The third and the most momentous flight was on 30 May, when private U.S. space company, SpaceX, successfully launched its newly-developed, human-rated, space capsule, Dragon-2, ferrying two astronauts to the ISS[3].
SpaceX’s Dragon-2 was the first astronaut launch from American soil and an American spacecraft after nearly a decade. This mission is notable for another achievement – becoming the first reusable, Two-Stage-To-Orbit (TSTO), heavy-lift, human-rated, space mission. The core-stage of the Falcon-9 launcher that launched Dragon-2, returned to the autonomous, space-port, drone-barge, within minutes after take-off.The Dragon-2 will return to Earth in three months, by August 2020, making the entire mission almost entirely reusable.
This is a landmark for low-cost human transportation to outer space and a culmination of NASA’s and the Pentagon’s diligent efforts for greater privatization and empowerment of the space sector. The ecosystem developed works well. NASA’s competitive civilian contractual projects such as the Commercial Orbital Transport Services, the Commercial Resupply Services and the Commercial Crew Program,as along with the Pentagon’s National Security Space Launch programme, have given new-age U.S. space-launch companies such as SpaceX surety of contracts, access to NASA and Pentagon launch sites, steady business growth, and access to technological evolution.

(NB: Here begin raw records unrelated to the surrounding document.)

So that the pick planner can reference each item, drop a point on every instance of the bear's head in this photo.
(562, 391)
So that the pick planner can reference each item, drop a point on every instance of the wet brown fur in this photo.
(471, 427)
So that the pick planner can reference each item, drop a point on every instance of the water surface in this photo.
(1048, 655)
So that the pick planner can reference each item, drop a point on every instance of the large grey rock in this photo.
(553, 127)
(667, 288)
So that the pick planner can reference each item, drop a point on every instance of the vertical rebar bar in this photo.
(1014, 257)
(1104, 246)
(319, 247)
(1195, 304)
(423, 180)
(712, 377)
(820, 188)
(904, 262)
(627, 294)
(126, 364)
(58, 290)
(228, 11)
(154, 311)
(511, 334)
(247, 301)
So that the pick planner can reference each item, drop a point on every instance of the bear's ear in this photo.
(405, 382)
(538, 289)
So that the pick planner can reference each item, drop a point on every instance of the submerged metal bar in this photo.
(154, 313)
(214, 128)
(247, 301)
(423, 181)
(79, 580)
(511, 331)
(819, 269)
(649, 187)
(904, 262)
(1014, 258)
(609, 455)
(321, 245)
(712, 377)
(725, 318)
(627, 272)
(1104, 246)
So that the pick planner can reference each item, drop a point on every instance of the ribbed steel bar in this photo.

These companies have many advantages over predecessors. First, they do not have a military or space-agency heritage; instead, they have a business culture completely immersed in commercial space activities. Second, they have a futuristic brand-appeal that attracts a young, driven, work force ready to toil at early-scale wages and on multiple career-progressing tasks. Third, they build most of their products in-house with near-flat management structures, seamless system engineering that uses automated systems and new cost-reducing technologies such as additive manufacturing (3D printing). Their final products have fewer number of parts and components, and the designs are simple with minimum instrumentation, making product integration simpler and quicker. Fourth, these companies work on the mantra of profit, and while the profit-margins are low as compared with their private-sector predecessors, their efficiency assures them business continuity and growth.
Finally, adding to these organizational advantages; these companies are cutting down the crew and logistics transport cost by focusing on partial or full reusability of space-systems, defining the rocket configuration strictly to TSTO and shunning expendable launch systems[4].

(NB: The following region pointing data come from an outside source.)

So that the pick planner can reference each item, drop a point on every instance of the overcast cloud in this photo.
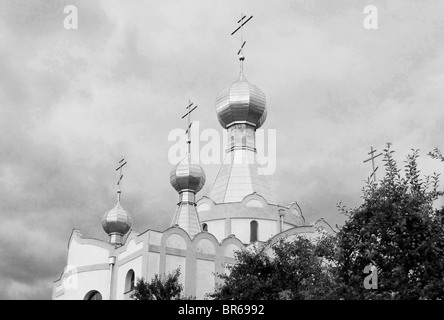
(73, 101)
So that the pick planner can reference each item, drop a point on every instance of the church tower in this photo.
(117, 222)
(241, 110)
(240, 202)
(188, 178)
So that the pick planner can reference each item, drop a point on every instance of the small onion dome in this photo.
(117, 220)
(187, 175)
(242, 102)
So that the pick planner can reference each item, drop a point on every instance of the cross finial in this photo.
(190, 108)
(121, 164)
(242, 22)
(372, 157)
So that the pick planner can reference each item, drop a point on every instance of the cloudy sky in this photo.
(73, 101)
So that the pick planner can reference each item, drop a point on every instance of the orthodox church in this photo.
(239, 212)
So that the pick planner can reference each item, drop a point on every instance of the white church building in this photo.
(239, 211)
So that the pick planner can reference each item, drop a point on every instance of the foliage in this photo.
(398, 230)
(295, 270)
(160, 288)
(436, 154)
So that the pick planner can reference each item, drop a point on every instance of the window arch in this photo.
(93, 295)
(254, 226)
(129, 281)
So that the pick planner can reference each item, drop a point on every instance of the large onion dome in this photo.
(117, 222)
(187, 175)
(242, 102)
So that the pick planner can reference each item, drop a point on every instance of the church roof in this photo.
(238, 178)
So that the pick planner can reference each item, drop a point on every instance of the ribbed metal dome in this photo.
(187, 175)
(242, 102)
(117, 220)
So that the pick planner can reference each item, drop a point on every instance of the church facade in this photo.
(239, 212)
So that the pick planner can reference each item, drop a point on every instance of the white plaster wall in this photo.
(241, 229)
(136, 265)
(206, 246)
(86, 254)
(230, 249)
(217, 228)
(173, 262)
(176, 241)
(130, 249)
(86, 281)
(155, 237)
(205, 278)
(153, 265)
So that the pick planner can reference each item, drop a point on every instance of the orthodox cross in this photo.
(372, 157)
(242, 21)
(190, 108)
(121, 164)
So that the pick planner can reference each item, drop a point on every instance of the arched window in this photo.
(129, 281)
(93, 295)
(253, 231)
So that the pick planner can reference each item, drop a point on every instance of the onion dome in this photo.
(242, 102)
(116, 223)
(187, 175)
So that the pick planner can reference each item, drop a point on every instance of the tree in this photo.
(397, 230)
(160, 288)
(295, 269)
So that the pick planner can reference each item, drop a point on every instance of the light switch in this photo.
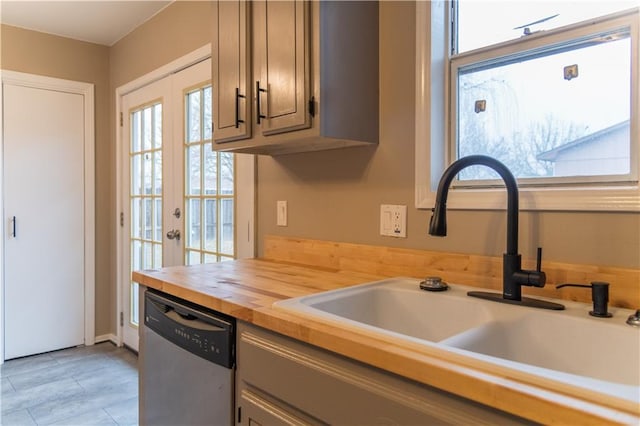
(281, 218)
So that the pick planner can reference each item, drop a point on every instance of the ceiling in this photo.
(96, 21)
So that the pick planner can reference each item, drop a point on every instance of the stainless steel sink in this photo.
(568, 345)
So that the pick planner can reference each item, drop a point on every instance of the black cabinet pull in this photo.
(258, 91)
(238, 96)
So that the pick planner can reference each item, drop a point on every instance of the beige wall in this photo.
(42, 54)
(332, 195)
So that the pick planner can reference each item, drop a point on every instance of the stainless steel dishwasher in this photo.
(186, 364)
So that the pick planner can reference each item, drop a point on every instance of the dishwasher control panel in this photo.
(201, 331)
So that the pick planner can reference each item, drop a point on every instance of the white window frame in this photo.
(432, 134)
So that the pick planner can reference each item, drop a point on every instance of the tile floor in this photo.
(93, 385)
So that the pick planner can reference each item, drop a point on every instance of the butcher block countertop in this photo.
(246, 289)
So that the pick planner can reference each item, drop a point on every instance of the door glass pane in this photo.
(210, 170)
(209, 186)
(194, 131)
(193, 170)
(210, 213)
(207, 118)
(226, 223)
(146, 194)
(226, 173)
(157, 126)
(193, 223)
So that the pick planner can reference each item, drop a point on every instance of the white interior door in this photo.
(43, 138)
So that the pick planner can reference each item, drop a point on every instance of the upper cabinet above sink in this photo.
(294, 76)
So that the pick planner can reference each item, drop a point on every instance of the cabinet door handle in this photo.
(238, 96)
(258, 112)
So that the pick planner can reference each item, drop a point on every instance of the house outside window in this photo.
(548, 88)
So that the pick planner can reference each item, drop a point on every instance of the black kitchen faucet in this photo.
(513, 276)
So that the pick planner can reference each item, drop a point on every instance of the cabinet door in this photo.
(258, 409)
(281, 65)
(230, 71)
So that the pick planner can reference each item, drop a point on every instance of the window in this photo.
(551, 91)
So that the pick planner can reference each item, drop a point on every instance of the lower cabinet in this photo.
(280, 381)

India should take serious note. The Indian Space Research Organization’s (ISRO) expendable Polar Synchronous Launch Vehicle (PSLV) has enjoyed a steady and successful business run with medium-lift launches (~3.8 ton to Low-Earth Orbit (LEO)) for nearly two decades. With the corroboration of the agile, sustainable, and cost-effective business models and best practices set by new-age space transportation companies; Indian space-launch players such as Antrix, new startups, and the potential, private, industrial consortium that will build PSLV; will have to imbibe and surpass these models.
India’s private space-launch industry is likely to limit itself to small and medium-lift launch businesses. The responsibility of India’s heavy and super-heavy space-launch ambitions will remain on ISRO. The heavy-lift launch market was, for a long time, dependent on the flourishing business of launching communication satellites (>1.5 tonnes) to geostationary orbits. But the satellite communications market has significantly shrunk, and is awaiting technological revolution in the form of high-throughput performance by miniaturized communication satellites.Once communication satellites are miniaturized, their business will move to small satellite launchers. This business shift compels the Indian heavy-lift launch industry to garner contracts from new customers, as well as make their launchers cost-effective and appealing.
All of ISRO’s currently operational launch vehicles – the PSLV, GSLV Mk-II, and GSLV Mk-III – are based on modular expendable architecture where none of the modules ( boosters and the other three-or-four stages), can be reused. There have been some indications of ISRO building a reusable Vertical Take-off Vertical Landing (VTVL)[5], but there is no apparent headway on that front. ISRO has also overshot its scheduled landing experiment – the second of a series of four tests – with the Reusable Launch Vehicle space plane that was scheduled for 2019 [6].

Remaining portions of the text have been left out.